Pero que los medios conocieran su relación sentimental con Roberto le trajo un quebradero de cabeza con su familia y, ese, fue el detonante de la tragedia, según David Rocasolano. «Me han dejado sola, David. Me siento sola», dijo desesperada Érika a su primo unos días antes de morir, según Jaime Peñafiel

El abogado aseguró que Letizia intercedía siempre que algún miembro de su familia aparecía en la prensa. No quería que salieran y eso provocó disputas familiares y el sentimiento de soledad de la hermana pequeña de la reina ante el descubrimiento de su nueva relación por parte de la prensa.

Don Felipe intercedió

El Rey Felipe VI insistió a su pareja a mantener la calma en relación con su familia y la prensa.
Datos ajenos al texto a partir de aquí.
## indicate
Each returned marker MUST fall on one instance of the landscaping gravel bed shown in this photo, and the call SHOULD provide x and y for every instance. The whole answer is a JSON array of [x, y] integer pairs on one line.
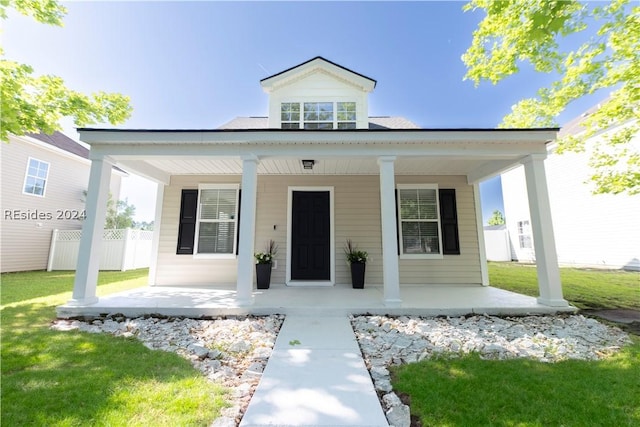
[[234, 351]]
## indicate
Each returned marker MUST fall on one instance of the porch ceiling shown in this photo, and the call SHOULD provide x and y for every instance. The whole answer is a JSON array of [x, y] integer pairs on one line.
[[323, 166], [476, 154]]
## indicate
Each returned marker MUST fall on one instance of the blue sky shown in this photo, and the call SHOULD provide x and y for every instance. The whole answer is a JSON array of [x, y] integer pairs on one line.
[[198, 64]]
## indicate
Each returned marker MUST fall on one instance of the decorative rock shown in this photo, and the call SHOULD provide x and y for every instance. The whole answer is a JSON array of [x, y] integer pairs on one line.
[[391, 399], [219, 348], [399, 416]]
Pero Letizia no escuchó a nadie. La relación entre las hermanas se quebró al mismo tiempo que aumentaba la fascinación de Paloma Rocasolano por su hija, la Reina. 

Paloma intervino entre Telma y Letizia para que hicieran las paces, pero dejó a Érika al margen. Todo apunta a que la progenitora estaba molesta con la hermana pequeña de Letizia porque cuando Paloma se separó de su marido, Érika apoyó a su padre. 

En el caso de Telma y Letizia Ortiz, se unieron para apoyar a su madre y declararle la guerra a su padre, Jesús Ortiz. Antes del divorcio, las tres hermanas guardaban buena relación con 'Chus'. 

El progenitor era un alma libre y soñadora al igual que Érika, como cuentan quienes conocieron a los dos. Padre e hija eran dos gotas de agua en busca de la felicidad. 

Érika incómoda en la boda de Letizia

La hermana pequeña de la reina era tímida, sensible y sin afán de protagonismo. Érika sufrió un suplicio a su parecer al tener que lidiar con la prensa en la boda de su hermana, Letizia, y con las llamadas de su hermana instándole a no dar de qué hablar. 

La boda estuvo pasada por lágrimas de Érika. Se sintió desamparada y sin el calor de su hermana. Letizia se mostró tirana con ella y en continuo enfado. Para Érika no fue merecido el trato que se le propició. Ella quería seguir siendo anónima. 

Una conexión estremecedora

El mismo día que falleció Érika, Jesús Ortiz nada más despertarse tuvo un mal presentimiento. Algo le había sucedido a su hija Érika. La telefoneó, pero nadie se puso al otro lado del teléfono. Asustado, se vistió y llamó a todos los familiares para saber si alguien había hablado con Érika y cuál era su estado. 

El cuerpo sin vida de la joven fue encontrado por su novio, Roberto, tendido sobre la cama del domicilio que Letizia le había cedido para vivir tras mudarse a Zarzuela.